Looking at agendas is a good starter. Most agendas are taken up by legislative and quasi-judicial roles along with informational study sessions. Relative to the “high value” of projects and spending, little time is spent on important projects; however, hours will be taken up on sewer annexations.

Let’s take the Lake Oswego-Tigard Water Project as an example. In 2012, there was an update at a January City Council meeting, a joint meeting with Tigard City Council in May and an update in September. The water project could cost Lake Oswego $175 million over the years of construction and bond repayment and the city council spends time on it at three meetings in a year; is that enough?

Sound oversight requires staying on top of important topics and making sure they are on track and on budget. Is the city council doing this? Our city’s budget is about $100 million a year. Countless hours are spent on the annual budget both in budget committee meetings and council meetings. But how much time is spent throughout the year on high value projects?

Again, let’s turn to the water project as an example. During the May 2012 meeting, Councilor Gudman asked if Stafford expansion was used in calculating costs and rates of the water project. Staff said yes with expected population of about 6,900 and the costs of build out were included in the project costs.

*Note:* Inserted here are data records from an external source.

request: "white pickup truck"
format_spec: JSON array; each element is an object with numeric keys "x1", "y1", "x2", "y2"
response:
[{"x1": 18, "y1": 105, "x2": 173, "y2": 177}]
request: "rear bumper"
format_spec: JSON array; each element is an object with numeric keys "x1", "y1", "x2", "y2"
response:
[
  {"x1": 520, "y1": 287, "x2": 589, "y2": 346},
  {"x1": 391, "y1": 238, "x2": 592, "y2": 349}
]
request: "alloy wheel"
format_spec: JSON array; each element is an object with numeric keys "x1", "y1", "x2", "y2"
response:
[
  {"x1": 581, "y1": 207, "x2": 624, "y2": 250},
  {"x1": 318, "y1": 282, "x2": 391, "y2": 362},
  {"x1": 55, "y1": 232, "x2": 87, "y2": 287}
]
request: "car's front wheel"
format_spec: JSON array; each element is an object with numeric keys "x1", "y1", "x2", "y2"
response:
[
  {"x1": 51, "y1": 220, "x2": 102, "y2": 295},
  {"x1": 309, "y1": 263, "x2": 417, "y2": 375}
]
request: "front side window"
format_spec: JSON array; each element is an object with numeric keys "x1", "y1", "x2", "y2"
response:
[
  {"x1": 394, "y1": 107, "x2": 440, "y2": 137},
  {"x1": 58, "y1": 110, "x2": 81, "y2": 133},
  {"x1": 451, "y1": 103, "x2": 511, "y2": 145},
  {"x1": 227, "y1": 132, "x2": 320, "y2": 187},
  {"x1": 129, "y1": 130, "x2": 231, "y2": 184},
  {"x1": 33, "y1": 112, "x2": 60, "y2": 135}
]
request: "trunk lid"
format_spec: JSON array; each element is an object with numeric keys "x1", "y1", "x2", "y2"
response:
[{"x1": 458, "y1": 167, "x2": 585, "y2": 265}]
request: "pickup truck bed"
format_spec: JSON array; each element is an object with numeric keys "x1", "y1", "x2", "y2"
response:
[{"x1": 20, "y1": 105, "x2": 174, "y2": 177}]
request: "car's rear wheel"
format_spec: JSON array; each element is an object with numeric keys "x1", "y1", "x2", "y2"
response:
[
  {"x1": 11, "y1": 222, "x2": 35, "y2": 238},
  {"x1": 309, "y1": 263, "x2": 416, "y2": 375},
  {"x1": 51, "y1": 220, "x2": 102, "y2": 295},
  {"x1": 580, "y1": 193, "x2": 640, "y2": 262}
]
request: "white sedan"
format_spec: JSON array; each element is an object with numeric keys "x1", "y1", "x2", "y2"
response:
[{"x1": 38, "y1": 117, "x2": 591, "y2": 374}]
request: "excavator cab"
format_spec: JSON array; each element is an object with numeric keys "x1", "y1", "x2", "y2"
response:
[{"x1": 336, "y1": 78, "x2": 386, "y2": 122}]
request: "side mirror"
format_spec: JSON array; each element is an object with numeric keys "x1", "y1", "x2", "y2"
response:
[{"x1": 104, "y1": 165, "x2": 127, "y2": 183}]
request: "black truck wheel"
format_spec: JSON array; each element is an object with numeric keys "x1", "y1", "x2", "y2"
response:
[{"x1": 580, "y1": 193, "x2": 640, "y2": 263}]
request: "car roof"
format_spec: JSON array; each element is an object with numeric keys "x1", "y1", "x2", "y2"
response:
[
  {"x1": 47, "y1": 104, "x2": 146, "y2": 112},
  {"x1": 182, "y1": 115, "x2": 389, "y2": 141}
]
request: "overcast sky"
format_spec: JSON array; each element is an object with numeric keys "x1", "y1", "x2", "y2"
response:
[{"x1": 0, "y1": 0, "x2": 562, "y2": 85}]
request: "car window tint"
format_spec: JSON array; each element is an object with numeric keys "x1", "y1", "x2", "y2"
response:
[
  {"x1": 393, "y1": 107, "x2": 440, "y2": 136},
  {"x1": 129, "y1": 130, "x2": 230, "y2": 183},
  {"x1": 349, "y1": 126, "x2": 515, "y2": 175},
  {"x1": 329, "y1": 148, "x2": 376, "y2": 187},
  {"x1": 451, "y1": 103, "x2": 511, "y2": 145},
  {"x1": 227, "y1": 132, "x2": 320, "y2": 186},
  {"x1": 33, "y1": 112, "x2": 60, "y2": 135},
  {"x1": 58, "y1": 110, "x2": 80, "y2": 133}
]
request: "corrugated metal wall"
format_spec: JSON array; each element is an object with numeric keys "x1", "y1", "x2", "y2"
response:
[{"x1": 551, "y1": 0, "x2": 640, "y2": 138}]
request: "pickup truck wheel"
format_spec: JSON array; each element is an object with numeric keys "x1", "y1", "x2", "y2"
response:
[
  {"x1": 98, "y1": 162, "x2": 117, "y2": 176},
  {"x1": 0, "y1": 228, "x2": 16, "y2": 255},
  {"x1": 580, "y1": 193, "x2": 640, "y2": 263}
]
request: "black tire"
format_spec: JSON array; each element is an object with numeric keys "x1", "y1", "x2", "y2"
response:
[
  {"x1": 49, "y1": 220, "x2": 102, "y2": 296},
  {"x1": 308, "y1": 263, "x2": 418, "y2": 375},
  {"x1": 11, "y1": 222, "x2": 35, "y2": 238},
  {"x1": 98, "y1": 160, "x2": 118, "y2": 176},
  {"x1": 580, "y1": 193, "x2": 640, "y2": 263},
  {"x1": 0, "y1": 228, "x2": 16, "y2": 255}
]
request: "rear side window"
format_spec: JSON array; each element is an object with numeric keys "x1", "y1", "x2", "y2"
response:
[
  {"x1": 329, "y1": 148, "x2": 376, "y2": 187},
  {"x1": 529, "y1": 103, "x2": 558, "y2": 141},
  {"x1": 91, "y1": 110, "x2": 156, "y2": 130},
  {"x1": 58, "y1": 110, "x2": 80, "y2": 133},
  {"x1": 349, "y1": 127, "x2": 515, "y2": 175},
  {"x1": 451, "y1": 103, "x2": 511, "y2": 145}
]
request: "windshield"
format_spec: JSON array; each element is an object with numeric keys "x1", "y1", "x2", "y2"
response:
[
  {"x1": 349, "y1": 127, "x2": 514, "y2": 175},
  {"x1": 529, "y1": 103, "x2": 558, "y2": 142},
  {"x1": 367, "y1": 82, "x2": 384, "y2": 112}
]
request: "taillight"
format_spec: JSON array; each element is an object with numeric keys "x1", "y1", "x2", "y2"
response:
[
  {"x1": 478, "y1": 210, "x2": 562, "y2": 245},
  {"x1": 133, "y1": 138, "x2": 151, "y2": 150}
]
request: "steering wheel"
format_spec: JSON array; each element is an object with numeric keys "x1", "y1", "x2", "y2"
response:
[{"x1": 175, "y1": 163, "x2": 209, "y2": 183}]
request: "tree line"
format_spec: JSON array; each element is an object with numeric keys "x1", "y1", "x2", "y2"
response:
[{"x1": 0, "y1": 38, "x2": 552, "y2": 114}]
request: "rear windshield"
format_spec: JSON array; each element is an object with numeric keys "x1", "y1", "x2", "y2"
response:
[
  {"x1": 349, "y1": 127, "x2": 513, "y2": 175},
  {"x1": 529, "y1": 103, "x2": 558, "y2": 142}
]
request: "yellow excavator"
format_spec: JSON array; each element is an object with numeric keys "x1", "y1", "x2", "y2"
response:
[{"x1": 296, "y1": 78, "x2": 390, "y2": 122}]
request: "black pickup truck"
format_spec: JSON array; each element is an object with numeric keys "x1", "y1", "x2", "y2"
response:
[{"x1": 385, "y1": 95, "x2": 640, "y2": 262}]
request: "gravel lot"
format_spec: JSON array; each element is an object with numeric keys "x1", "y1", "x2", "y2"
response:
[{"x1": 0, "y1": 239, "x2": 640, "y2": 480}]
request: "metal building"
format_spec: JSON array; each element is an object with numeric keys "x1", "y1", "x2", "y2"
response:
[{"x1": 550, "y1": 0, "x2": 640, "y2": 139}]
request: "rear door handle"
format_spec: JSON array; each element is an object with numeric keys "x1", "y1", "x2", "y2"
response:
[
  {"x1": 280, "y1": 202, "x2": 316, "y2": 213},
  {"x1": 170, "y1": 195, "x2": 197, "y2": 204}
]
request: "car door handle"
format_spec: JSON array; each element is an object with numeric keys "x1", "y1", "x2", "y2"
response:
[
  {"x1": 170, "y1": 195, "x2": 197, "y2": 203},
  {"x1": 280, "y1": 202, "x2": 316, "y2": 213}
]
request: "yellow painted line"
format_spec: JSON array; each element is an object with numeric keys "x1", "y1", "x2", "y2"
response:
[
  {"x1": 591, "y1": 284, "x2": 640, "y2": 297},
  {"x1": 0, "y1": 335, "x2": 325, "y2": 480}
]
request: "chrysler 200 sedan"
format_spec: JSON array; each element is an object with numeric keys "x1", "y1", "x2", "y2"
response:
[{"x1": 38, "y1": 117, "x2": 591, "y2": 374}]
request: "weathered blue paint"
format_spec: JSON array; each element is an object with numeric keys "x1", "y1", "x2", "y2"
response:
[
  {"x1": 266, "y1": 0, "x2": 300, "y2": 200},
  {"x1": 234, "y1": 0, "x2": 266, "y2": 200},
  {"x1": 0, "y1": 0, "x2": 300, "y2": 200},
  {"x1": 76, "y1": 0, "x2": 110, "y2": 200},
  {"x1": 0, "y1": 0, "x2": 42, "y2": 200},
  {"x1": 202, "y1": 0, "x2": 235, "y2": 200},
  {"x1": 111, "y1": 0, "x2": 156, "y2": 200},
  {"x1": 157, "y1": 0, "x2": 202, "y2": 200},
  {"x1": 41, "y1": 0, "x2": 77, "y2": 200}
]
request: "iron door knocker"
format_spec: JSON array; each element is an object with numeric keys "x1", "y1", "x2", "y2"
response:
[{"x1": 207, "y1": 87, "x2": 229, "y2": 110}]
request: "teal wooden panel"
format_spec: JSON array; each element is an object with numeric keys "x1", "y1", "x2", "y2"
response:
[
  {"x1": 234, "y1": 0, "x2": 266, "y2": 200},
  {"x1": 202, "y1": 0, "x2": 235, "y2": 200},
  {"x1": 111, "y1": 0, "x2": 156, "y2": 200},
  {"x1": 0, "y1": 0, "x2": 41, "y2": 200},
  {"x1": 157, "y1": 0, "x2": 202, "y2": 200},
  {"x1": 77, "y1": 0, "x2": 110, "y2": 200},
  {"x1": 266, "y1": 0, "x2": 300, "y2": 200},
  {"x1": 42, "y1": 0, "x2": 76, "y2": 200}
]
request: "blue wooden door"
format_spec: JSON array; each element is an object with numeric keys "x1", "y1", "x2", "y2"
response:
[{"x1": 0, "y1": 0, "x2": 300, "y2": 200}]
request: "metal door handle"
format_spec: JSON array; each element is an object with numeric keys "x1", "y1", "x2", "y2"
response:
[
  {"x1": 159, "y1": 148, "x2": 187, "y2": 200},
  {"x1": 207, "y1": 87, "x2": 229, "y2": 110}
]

Fast forward to March 2013 and the Acuity review of water rates and issues (paid for by citizens). Again there is a question about Stafford (minutes not yet available at time this was written) and council is told by staff that Stafford is not in the costs or water rate calculations. Shouldn’t this discrepancy be challenged? What is the number of ratepayers assumed?

Isn’t it the council’s responsibility through oversight to stay current on key projects and question staff on changes and developments that affect the projects? Our city does not have “metrics” for key projects that can be evaluated by council over time. How can the council oversee projects that are moving targets without a “baseline” (metrics) from which to measure the projects?

Again, let’s turn to the water project and look at ozone water treatment. Ozone was added at a cost estimate of $18 million (now reduced to $7 million). Is ozone treatment required? Staff says it assembled a “blue ribbon” panel and decided it was the wave of the future and needed to be included. No council minutes show that this addition was ever discussed with council. No questions were asked, yet the EPA has clear guidelines for water testing and where ozone treatment is required. Where does LO stack up in the “bins” EPA has set up? Our council is likely not even aware of the EPA regulations. Is that adequate oversight of the biggest project in city history?

Finally, oversight of finances, is the council up to speed on bond financing for the water project? What bonds when and at what cost? How does it affect future overall borrowing capability? Who knows?

Gerry Good, Lake Oswego, financially backed the Acuity review of the city of Lake Oswego’s water issues.